For the selection of shear strength parameters used in the retrospective analysis, the initial values were those obtained from direct shear tests performed on representative samples of the materials involved in the instability. These values were subsequently adjusted iteratively within the numerical model, using the limit equilibrium method, until a safety condition equivalent to that observed during the event recorded in April 2023 was reproduced. This resulted in a limit equilibrium state with an FS in static condition of 1 and pseudo-static condition of 0.373, with a PGA equal to 0.354 g (see Figure 9). This procedure allowed for the estimation of the soil shear strength during the collapse, following the recommendations of NEC-15 and the methodologies applied to the retrospective analysis of slope stability under actual failure conditions. By optimizing the model configuration, the aim is to reproduce the failure event until a limit equilibrium state is reached, represented by a safety factor equal to one.
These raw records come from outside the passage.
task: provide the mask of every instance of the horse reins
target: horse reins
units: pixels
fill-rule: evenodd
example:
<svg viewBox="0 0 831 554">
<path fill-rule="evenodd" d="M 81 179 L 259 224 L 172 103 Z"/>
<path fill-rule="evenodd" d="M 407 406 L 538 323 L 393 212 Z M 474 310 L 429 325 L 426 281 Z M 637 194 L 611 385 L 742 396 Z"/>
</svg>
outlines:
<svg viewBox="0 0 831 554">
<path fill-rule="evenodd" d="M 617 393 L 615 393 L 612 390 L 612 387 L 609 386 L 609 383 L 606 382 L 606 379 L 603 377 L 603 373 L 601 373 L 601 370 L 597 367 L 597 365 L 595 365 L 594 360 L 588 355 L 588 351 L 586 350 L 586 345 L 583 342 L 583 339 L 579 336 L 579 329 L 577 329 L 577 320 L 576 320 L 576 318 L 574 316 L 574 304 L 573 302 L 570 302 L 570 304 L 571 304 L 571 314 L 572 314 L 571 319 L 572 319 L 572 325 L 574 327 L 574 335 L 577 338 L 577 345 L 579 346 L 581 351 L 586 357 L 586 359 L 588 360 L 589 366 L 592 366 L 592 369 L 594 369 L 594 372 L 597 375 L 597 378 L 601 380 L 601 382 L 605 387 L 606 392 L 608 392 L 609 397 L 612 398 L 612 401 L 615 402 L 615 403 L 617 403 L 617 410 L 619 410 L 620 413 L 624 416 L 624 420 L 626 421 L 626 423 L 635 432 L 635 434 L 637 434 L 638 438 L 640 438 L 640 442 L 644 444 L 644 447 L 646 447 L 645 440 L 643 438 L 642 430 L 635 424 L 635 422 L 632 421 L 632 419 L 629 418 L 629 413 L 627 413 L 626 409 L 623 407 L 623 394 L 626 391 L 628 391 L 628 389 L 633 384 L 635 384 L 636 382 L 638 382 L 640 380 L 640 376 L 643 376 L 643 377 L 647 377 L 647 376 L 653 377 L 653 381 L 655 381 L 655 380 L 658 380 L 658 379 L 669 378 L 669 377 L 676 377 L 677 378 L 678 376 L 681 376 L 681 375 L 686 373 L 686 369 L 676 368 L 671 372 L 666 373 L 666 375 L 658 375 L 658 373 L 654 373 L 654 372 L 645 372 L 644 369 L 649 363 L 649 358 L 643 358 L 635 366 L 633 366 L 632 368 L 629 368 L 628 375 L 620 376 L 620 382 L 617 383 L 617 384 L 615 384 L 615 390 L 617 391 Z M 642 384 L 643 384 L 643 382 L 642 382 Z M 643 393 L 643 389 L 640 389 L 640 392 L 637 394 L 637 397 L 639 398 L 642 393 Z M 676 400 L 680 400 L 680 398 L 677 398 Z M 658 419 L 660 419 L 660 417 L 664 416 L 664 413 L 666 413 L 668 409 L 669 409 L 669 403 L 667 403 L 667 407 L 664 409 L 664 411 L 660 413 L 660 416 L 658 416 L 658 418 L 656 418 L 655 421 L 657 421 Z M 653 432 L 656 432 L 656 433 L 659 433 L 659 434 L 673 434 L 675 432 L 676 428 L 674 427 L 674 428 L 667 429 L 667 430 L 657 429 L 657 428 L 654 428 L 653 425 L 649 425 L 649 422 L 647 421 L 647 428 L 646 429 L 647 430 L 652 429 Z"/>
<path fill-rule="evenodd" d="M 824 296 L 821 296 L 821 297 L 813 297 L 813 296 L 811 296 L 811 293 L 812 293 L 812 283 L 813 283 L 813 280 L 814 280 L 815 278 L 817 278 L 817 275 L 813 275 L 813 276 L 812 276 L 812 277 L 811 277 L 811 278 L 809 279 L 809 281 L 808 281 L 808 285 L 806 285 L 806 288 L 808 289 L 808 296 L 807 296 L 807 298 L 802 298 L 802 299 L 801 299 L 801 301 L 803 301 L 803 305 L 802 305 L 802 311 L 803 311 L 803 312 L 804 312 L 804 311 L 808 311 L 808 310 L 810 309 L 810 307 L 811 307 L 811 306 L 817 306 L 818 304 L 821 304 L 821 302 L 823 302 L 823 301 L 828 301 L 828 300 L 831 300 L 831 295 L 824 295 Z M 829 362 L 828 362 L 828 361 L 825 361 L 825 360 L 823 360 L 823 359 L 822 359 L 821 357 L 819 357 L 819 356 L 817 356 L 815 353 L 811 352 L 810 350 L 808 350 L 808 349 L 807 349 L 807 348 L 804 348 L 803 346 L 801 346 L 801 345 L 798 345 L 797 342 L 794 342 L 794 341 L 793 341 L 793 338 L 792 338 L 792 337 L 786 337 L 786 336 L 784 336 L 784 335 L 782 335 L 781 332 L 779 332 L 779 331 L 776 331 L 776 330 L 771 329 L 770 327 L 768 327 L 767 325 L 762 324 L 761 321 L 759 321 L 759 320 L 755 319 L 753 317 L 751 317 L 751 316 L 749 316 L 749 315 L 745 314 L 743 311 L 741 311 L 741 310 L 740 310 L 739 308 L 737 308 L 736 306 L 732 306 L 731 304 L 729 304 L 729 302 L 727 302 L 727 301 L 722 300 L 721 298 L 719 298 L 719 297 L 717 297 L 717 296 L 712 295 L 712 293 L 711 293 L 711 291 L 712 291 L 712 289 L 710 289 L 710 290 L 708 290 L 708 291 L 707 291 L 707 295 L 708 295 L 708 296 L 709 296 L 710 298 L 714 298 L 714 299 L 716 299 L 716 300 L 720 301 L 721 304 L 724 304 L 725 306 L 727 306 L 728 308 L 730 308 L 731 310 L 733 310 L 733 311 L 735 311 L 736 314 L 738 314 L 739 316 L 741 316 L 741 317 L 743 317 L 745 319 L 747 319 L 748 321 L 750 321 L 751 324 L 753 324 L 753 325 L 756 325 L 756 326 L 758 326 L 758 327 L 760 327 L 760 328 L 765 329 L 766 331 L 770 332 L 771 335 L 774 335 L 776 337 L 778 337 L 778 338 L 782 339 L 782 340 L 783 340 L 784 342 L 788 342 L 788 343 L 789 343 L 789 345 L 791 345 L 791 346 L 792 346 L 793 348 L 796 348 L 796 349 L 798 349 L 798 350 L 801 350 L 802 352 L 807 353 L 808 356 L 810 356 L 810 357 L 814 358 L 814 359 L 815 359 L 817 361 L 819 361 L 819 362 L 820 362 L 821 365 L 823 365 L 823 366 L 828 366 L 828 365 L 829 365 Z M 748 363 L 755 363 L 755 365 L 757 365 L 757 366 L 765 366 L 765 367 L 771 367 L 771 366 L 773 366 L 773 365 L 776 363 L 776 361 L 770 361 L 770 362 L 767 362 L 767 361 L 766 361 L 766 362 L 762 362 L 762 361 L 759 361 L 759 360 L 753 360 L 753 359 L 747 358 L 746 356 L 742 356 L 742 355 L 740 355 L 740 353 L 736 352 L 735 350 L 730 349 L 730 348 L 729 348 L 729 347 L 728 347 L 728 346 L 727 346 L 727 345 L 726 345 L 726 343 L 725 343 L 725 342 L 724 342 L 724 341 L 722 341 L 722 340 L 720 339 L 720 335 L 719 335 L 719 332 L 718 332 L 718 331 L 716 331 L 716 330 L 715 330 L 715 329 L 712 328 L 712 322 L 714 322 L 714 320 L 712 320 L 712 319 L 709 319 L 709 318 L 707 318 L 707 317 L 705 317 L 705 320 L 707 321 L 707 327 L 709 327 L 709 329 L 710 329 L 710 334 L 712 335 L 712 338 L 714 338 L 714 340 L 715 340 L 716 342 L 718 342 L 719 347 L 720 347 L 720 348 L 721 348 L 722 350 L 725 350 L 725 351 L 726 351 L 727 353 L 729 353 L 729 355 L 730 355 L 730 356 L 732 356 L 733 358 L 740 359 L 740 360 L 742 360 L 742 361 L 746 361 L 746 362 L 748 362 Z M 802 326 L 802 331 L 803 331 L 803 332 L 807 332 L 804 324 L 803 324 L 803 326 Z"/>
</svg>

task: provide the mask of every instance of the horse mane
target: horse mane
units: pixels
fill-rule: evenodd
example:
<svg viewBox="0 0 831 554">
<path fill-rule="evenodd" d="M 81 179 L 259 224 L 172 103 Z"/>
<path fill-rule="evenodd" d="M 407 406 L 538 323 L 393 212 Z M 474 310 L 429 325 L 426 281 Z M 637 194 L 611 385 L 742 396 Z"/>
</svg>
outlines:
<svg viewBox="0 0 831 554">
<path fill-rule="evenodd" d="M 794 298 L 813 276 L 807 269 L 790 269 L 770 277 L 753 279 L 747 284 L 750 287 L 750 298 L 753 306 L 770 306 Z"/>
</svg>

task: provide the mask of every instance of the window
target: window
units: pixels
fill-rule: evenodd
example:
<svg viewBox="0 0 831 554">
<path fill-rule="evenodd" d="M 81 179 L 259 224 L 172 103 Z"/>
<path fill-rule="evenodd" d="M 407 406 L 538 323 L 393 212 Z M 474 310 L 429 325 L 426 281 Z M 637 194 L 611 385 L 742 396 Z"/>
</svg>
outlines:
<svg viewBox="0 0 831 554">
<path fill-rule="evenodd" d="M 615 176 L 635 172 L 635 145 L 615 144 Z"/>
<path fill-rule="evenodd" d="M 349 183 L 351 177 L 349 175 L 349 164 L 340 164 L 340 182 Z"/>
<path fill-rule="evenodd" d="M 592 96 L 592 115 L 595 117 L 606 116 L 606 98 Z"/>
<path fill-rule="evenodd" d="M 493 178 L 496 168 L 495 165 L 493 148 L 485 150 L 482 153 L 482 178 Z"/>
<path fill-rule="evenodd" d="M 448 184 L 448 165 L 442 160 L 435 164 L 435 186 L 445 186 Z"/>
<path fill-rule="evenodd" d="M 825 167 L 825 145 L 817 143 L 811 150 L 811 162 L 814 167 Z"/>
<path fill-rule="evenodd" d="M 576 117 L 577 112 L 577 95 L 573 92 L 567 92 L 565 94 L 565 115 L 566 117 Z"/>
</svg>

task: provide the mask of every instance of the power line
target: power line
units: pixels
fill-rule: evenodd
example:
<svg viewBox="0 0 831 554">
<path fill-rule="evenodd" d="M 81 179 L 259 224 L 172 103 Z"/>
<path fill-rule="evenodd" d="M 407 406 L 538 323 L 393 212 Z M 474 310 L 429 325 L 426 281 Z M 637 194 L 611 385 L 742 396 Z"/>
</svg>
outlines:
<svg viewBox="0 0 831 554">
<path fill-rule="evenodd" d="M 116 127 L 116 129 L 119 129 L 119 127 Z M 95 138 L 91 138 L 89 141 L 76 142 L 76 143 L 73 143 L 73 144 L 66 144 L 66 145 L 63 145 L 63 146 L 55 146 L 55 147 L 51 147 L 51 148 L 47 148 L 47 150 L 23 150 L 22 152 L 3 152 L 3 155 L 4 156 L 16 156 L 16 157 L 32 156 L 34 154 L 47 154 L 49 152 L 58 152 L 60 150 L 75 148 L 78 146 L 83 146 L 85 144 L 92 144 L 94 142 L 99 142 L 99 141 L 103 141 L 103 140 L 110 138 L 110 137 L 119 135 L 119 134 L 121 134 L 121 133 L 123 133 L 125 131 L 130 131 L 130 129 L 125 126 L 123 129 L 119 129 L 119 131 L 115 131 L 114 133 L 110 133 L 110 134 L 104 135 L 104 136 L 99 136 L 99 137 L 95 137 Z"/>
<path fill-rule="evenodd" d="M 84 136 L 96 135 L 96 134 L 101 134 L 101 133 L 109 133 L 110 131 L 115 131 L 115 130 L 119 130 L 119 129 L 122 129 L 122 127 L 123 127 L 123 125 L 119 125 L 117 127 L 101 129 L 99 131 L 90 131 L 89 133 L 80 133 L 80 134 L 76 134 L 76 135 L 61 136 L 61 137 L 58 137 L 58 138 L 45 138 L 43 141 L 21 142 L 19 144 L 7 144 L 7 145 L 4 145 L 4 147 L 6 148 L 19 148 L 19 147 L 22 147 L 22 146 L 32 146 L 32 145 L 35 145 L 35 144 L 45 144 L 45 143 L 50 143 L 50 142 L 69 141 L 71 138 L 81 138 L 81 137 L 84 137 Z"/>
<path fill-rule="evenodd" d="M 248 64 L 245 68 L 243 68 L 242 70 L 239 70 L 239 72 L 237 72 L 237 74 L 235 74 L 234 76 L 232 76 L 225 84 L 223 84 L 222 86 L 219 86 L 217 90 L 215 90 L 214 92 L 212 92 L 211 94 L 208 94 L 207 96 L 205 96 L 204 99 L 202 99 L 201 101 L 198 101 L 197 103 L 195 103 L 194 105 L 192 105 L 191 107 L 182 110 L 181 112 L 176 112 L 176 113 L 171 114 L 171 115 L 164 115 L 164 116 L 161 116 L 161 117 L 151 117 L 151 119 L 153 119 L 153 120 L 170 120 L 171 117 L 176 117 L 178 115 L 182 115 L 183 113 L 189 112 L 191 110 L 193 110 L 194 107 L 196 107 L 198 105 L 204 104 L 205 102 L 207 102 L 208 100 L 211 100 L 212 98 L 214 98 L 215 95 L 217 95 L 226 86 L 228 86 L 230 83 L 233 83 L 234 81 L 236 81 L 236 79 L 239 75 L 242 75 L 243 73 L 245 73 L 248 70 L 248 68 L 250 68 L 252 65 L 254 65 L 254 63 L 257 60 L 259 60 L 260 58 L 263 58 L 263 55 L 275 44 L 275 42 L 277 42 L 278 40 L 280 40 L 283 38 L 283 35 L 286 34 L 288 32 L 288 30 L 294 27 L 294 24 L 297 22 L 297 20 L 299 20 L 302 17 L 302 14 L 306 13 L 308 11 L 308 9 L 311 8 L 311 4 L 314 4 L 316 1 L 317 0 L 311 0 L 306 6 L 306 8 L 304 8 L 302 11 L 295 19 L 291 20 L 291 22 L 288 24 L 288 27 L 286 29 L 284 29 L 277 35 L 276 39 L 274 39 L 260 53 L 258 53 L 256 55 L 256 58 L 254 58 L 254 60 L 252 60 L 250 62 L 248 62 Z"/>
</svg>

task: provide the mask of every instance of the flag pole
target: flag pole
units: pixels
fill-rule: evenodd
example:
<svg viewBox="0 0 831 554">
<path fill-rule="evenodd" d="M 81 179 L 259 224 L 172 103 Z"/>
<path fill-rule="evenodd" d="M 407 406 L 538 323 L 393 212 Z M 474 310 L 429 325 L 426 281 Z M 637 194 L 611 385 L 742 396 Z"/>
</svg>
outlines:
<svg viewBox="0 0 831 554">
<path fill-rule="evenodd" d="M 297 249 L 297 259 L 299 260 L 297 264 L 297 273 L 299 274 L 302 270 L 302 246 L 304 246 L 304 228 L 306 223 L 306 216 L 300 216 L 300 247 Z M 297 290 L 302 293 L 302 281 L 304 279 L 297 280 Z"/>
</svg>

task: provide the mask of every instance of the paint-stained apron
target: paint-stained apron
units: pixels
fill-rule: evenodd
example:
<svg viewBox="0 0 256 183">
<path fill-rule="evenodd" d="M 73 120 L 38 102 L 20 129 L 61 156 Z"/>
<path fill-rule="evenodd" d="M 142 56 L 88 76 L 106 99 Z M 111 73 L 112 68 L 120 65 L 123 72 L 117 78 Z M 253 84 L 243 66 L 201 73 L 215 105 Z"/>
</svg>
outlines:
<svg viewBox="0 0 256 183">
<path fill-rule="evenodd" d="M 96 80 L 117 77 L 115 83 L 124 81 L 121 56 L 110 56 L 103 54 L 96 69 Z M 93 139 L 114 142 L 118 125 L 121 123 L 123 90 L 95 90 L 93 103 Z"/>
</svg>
The stability analyses performed on the slope, based on the pre-landslide topography, indicate safety factors below the minimum values established by the Ecuadorian Construction Standard [65]. Under static conditions, its static safety factor was 1.290, a value lower than that recorded after the failure. This reduction is attributed to the loss of shear strength within the slope body, resulting from internal deformation processes and mass movements. Under pseudo-static conditions, the analysis yielded a safety factor of 0.522, using a seismic coefficient of 0.354 g, indicating a critical state of seismic instability (see Figure 10). These results reaffirm the need to implement structural stabilization measures, given that the slope mass is highly susceptible to collapse during seismic events.
Following the landslide, an emergency intervention focused on removing the landslides and structural debris using heavy backhoe-type machinery. The temporary relocation of 15 affected families was managed by the Decentralized Autonomous Government (GAD) of Portoviejo, guaranteeing their protection in areas considered safe while alternative definitive solutions were evaluated [45]. Currently, community leaders report identifying signs of remaining instability such as transverse cracks, structural inclinations, and active surface movements in the body of the landslide, which has generated great concern among residents of the area. These conditions reflect the urgent need to implement geotechnical stabilization measures and establish a continuous monitoring system to assess the slope’s behavior in the short and medium term. A stability design has been established that complies with the safety factors required by the Ecuadorian Construction Standard (NEC-15) and evaluates the stability of the slope in its current distribution. To this end, a high-resolution photogrammetric survey was performed to obtain a detailed topographic profile reflecting the actual morphology of the study area. The combination of this information and the geomechanical parameters obtained in the retroanalysis allowed for a new stability assessment aimed at developing appropriate technical solutions [24].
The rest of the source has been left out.